A next step for Salmon is to let users add a link to their public key from their Webfinger discovered info.  Then given an email address it will be trivial to look up their preferred public key.  It'd look something like this via the discovery tool:




links {
  rel: "magic-public-key"
  type: "application/magic-public-key"
  href: "data:application/magic-public-key;,RSA.mV...ww.AQAB"
}

2010/02/09

Google Buzz and Salmon

You may have heard of a small launch this morning:  Google Buzz is being rolled out to all GMail users right now.

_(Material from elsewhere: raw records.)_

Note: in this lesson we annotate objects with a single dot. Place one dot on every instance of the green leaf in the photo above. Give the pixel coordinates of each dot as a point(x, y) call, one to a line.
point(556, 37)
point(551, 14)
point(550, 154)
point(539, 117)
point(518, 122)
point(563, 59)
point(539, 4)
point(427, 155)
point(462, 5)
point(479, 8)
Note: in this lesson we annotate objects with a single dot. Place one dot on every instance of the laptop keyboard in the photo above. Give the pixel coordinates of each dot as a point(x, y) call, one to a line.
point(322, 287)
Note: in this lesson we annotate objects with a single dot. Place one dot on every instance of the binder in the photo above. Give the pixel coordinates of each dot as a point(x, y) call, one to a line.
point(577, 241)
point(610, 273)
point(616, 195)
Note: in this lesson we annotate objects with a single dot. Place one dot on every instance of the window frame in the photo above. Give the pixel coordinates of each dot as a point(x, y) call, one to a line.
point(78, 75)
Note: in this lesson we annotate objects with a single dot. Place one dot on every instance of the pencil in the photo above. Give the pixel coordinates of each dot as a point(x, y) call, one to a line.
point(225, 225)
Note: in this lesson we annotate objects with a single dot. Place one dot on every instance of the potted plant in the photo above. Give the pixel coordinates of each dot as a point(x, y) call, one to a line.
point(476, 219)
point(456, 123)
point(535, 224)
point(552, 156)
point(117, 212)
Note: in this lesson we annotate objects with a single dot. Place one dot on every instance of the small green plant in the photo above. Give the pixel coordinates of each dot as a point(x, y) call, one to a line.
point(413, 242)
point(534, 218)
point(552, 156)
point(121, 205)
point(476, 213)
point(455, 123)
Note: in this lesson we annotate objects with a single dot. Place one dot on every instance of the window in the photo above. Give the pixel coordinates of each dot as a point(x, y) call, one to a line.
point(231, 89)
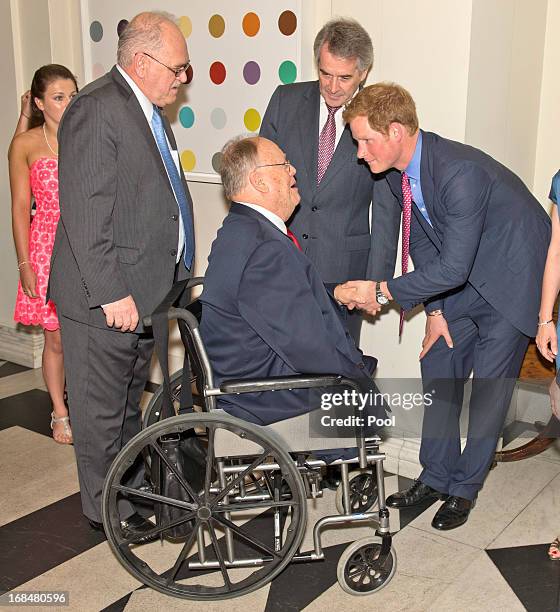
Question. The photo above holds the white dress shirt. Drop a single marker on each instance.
(273, 218)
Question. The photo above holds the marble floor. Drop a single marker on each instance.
(497, 561)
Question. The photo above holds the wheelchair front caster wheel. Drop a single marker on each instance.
(361, 570)
(363, 492)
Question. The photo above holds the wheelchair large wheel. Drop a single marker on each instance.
(233, 542)
(153, 409)
(362, 571)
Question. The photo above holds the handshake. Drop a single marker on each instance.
(360, 294)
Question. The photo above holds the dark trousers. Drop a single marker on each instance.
(106, 372)
(489, 346)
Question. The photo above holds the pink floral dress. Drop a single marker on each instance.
(43, 176)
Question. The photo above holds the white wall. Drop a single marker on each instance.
(548, 151)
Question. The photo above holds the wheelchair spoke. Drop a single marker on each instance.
(176, 472)
(209, 463)
(157, 530)
(254, 506)
(183, 554)
(219, 556)
(246, 537)
(156, 497)
(240, 477)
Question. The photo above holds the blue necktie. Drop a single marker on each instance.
(176, 183)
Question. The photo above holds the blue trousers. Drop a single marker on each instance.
(489, 346)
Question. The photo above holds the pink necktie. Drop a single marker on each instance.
(292, 237)
(327, 139)
(407, 209)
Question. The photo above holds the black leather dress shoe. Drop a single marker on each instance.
(136, 525)
(416, 494)
(453, 513)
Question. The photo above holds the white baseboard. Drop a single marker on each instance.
(402, 456)
(21, 344)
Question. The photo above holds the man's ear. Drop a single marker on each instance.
(139, 65)
(396, 131)
(257, 182)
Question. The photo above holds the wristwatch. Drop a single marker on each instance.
(379, 295)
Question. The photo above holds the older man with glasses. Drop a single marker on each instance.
(265, 309)
(126, 233)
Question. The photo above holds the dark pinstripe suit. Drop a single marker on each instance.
(117, 236)
(332, 220)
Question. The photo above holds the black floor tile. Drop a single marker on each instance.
(39, 541)
(31, 409)
(9, 368)
(119, 605)
(532, 576)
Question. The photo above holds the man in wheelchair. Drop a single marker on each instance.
(265, 310)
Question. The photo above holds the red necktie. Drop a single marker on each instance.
(292, 237)
(407, 209)
(327, 140)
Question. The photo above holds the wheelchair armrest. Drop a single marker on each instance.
(280, 383)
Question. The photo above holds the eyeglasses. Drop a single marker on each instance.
(176, 71)
(286, 164)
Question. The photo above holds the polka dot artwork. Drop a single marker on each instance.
(217, 73)
(186, 116)
(239, 53)
(188, 160)
(185, 25)
(216, 26)
(190, 74)
(96, 31)
(251, 73)
(251, 24)
(287, 72)
(287, 23)
(121, 26)
(252, 120)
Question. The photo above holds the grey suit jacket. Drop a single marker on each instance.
(332, 220)
(119, 220)
(487, 229)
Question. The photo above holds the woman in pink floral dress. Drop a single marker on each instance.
(33, 158)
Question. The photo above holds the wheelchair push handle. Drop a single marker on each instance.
(178, 313)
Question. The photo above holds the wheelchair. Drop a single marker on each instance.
(231, 520)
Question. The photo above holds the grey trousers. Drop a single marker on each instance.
(106, 372)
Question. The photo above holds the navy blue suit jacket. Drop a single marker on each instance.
(487, 230)
(266, 312)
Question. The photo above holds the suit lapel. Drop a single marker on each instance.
(137, 116)
(394, 180)
(309, 133)
(344, 153)
(427, 183)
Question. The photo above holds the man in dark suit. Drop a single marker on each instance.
(125, 234)
(265, 310)
(336, 188)
(478, 240)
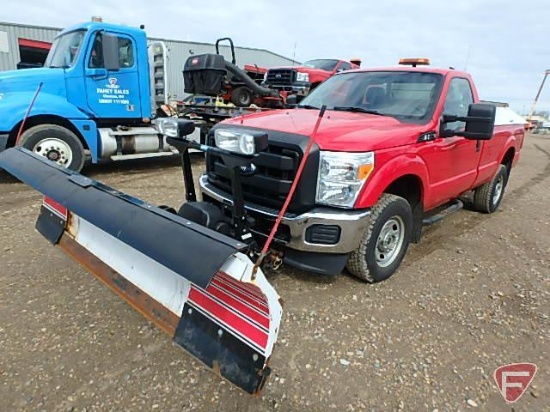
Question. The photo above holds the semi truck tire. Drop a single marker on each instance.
(55, 143)
(488, 196)
(242, 96)
(385, 241)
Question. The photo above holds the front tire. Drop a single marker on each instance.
(385, 241)
(488, 196)
(56, 144)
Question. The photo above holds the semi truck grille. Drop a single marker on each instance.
(281, 76)
(275, 171)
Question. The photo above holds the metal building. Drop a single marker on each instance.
(23, 46)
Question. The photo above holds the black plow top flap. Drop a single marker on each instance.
(188, 249)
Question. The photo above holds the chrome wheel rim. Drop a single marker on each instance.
(390, 241)
(55, 150)
(499, 187)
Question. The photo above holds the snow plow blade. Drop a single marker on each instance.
(192, 282)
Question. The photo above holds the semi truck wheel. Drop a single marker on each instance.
(487, 197)
(242, 97)
(55, 143)
(384, 242)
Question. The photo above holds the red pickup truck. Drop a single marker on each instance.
(300, 80)
(396, 148)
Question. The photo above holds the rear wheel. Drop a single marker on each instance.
(242, 96)
(385, 241)
(56, 144)
(487, 197)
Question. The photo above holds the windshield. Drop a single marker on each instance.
(65, 50)
(404, 95)
(323, 64)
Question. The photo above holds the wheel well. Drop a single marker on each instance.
(508, 159)
(44, 119)
(409, 187)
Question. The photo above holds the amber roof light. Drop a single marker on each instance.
(415, 62)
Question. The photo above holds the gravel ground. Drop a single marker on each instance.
(472, 296)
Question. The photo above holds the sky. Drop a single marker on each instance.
(502, 43)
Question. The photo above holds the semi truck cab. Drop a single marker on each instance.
(97, 94)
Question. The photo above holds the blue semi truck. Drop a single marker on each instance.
(99, 92)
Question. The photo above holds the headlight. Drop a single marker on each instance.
(302, 77)
(167, 127)
(173, 127)
(341, 177)
(240, 141)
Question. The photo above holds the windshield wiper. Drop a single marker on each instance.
(357, 110)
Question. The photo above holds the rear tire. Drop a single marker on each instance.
(487, 197)
(242, 97)
(56, 144)
(385, 241)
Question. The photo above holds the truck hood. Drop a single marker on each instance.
(28, 79)
(339, 131)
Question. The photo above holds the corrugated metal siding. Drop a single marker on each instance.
(179, 51)
(8, 61)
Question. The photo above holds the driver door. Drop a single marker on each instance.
(452, 161)
(113, 94)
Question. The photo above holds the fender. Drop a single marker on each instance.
(389, 172)
(16, 104)
(47, 104)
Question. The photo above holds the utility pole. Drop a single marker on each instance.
(546, 73)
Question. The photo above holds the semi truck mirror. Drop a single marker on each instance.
(111, 57)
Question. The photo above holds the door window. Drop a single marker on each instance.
(125, 52)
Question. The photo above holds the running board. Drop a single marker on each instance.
(143, 155)
(455, 206)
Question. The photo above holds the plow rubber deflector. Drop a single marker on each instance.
(192, 282)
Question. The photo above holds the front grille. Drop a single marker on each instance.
(284, 77)
(276, 169)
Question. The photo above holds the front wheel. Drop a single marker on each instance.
(56, 144)
(384, 242)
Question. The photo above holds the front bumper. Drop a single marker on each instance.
(352, 223)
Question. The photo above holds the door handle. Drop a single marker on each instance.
(97, 73)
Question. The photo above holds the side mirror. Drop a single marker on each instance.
(480, 121)
(111, 52)
(291, 101)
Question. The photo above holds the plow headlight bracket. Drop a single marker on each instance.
(342, 176)
(245, 143)
(171, 127)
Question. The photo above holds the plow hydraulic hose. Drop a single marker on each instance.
(291, 192)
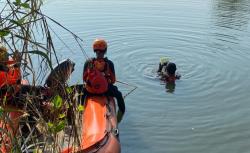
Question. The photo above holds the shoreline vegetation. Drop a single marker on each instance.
(25, 32)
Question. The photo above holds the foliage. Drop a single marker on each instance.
(25, 31)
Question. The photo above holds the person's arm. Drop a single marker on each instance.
(111, 74)
(86, 65)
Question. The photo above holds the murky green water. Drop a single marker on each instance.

There's an obvious connection to the Salmon Protocol; DeWitt just put up a blog post giving the big picture for Buzz and open protocols on the Social Web blog, and technical details on the Google Code blog from Brian Stoler. Most importantly, there's a Labs Buzz API.  Here's the take-away:
We'd like to take this opportunity to invite developers to join us as we prepare the Google Buzz API for public launch. Our goal is to help create a more social web for everyone, so our plan for the Buzz API is a bit unconventional: we'd like to finalize this work out in the open, and we ask for your participation. By building the Google Buzz API exclusively around freely available and open protocols rather than by inventing new proprietary technologies, we believe that we can work together to build a foundation for generations of sites to come. We're ready to open the doors and share what we've been working on, and we'd like for you to join us in reaching this goal. - Join the Conversation
This is one of the motivations behind Salmon as an open, non-proprietary, standards-based, and interoperable protocol.  This goes two ways:

  1. Since Buzz can pull in feed based data from anywhere, we want Buzz comments and likes on that data to flow back upstream to sources like Flickr and blog posts.
  2. As services consume the public Buzz streams, we want to make it easy for them to also send salmon back upstream to Buzz as well.
And of course we plan to do this in an way that's decentralized and isotropic, with no most favored site. Buzz is no more central than any other service that talks the necessary protocols.  Come join us on the Buzz API Group to talk more about Buzz and how it's leveraging open, decentralized standards.

Magic Signatures

Just wrote up a detailed Internet-Draft for the Salmon signature mechanism; since it's an outgrowth of the "magic security pixie dust" for Salmon I'm calling it Magic Signatures for now. It approximately matches the Magic Sig demo as well. Feedback welcomed!